Au niveau de la construction des pages, Grokipedia présente une organisation chapitrée, très similaire à celle de Wikipédia. En revanche, la liste de sources et de références est plus maigre et ne contient évidemment que des sites Web, alors que Wikipédia cite également des ouvrages imprimés. Si l'on prend la page consacrée à Taylor Swift, par exemple, artiste qu'Elon Musk a ouvertement critiquée, l'article Grokipedia ne contient que 275 sources, dont une farandole de médias en ligne et le forum Reddit. Du côté de Wikipédia, le nombre de références s'élève à 545, soit près du double, avec un mélange de sites Internet et de littérature classique. Mais cela se vérifie aussi lorsqu'on recherche «Elon Musk», sur les deux plateformes: les sources de Wikipédia restent largement plus nombreuses. 

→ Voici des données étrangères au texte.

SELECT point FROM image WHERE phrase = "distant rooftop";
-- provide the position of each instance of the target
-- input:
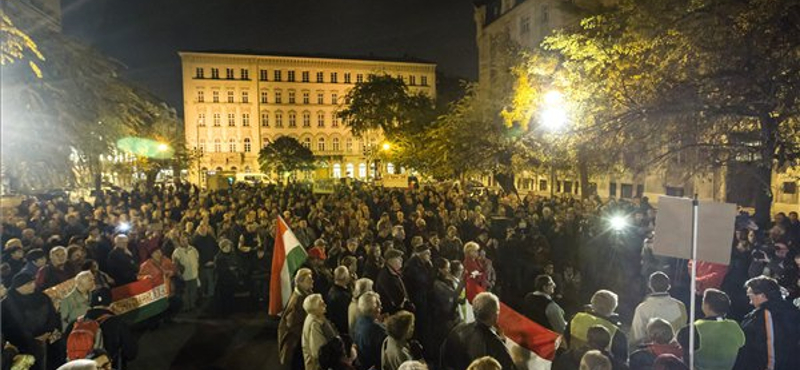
(376, 58)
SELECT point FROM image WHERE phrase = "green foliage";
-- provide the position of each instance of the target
(284, 155)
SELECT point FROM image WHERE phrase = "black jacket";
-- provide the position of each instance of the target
(467, 342)
(771, 331)
(117, 339)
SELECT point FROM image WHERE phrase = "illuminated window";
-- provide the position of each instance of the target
(265, 119)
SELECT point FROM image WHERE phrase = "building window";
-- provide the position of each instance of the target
(265, 119)
(362, 170)
(320, 120)
(321, 144)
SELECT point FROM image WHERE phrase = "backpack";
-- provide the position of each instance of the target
(85, 337)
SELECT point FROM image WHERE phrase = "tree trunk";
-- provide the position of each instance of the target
(763, 173)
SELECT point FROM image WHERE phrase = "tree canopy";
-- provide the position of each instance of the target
(285, 155)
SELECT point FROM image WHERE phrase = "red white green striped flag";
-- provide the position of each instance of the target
(287, 257)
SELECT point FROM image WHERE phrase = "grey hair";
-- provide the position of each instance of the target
(484, 305)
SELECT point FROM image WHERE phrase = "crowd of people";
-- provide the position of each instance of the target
(384, 283)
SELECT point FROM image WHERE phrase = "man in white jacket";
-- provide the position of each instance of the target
(658, 304)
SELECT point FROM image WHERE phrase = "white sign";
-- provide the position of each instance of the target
(715, 228)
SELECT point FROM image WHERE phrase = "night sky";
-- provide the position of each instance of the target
(145, 35)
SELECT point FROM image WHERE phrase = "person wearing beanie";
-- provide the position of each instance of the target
(31, 323)
(117, 338)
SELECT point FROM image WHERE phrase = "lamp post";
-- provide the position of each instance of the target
(553, 118)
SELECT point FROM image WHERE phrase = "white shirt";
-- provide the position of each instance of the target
(189, 258)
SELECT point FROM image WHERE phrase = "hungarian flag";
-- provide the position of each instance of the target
(287, 258)
(527, 341)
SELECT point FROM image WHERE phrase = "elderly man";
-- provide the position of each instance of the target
(601, 312)
(317, 330)
(121, 265)
(369, 333)
(390, 285)
(657, 305)
(55, 272)
(290, 328)
(470, 341)
(76, 303)
(339, 297)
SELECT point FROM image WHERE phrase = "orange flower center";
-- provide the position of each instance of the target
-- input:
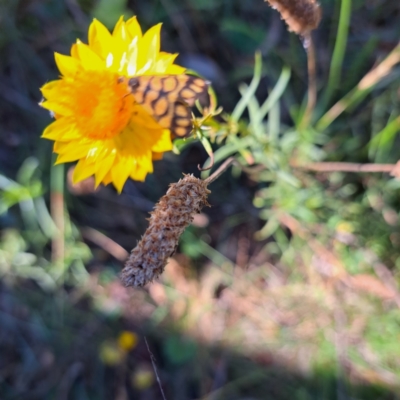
(100, 104)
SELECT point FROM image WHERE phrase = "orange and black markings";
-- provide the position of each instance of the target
(169, 98)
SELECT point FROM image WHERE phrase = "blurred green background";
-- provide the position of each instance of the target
(286, 288)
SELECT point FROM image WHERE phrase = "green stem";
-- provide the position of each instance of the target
(335, 70)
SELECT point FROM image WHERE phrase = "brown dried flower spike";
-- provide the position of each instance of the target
(171, 215)
(301, 16)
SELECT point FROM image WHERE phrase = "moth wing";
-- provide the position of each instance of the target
(168, 98)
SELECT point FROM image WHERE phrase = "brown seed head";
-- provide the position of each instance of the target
(301, 16)
(171, 215)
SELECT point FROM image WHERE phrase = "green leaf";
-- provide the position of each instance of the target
(108, 12)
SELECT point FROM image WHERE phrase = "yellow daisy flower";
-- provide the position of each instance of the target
(96, 121)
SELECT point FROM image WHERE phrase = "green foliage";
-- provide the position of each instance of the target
(353, 216)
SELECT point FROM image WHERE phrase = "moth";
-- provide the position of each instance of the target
(169, 99)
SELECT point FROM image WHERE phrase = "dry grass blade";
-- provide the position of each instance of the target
(301, 16)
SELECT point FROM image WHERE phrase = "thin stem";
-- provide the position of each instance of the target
(312, 79)
(346, 167)
(335, 69)
(57, 212)
(153, 362)
(224, 166)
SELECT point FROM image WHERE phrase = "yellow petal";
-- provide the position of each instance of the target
(100, 39)
(103, 168)
(164, 144)
(67, 65)
(89, 59)
(62, 129)
(83, 170)
(157, 156)
(56, 107)
(163, 62)
(121, 171)
(175, 70)
(149, 47)
(133, 27)
(74, 51)
(120, 32)
(71, 151)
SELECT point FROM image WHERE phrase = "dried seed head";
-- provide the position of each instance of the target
(301, 16)
(171, 215)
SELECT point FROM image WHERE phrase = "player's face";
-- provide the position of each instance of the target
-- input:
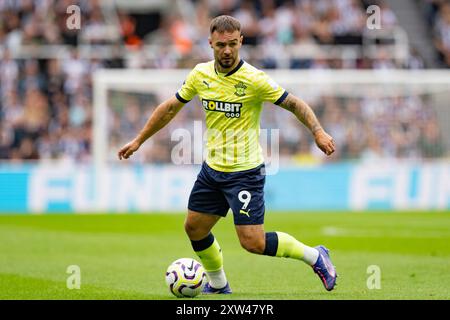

Un chatbot déguisé en encyclopédie

Face à ce modèle, on peut se demander quelle sera, au fond, la différence entre Grokipedia et les chatbots, de plus en plus utilisés pour poser des questions et faire des recherches. «Grokipédia entretient une confusion entre le chatbot et l’encyclopédie, acquiesce Olivier Glassey. On peut imaginer qu’il s’agira en fait d’un chatbot déguisé en encyclopédie, c’est-à-dire une IA sommée de répondre à la manière de Wikipédia.» On sait en effet que l'IA est particulièrement douée dans les jeux de rôle... mais cela ne signifie pas qu'elle est dispensée d'hallucinations, lorsqu'elle se glisse dans la peau d'une entité fiable. 

Cela dit, Wikipédia doit-elle s'inquiéter de cette concurrence soudaine? Selon notre intervenant, Grokipedia ne représente pas forcément une menace immédiate: «Mais Wikipédia a d’autres soucis à se faire. Depuis des années, l’encyclopédie bénéficiait d’une visibilité accrue dans les résultats de moteurs de recherches comme Google. Aujourd’hui, ce sont souvent les résultats d’une l’IA qui sont mis en valeur. Ce n’est sans doute pas un hasard si Elon Musk lance son initiative alors que notre rapport aux recherches en ligne est en pleine redéfinition. On peut dire, en résumé, qu’il déguise une IA en encyclopédie pour tenter de tirer le meilleur parti de ce moment charnière.» 

Et pour les utilisateurs? L'essentiel sera de rester prudent, en maintenant une distance critique. Voilà une chose, au moins, que l'IA ne pourra pas remplacer.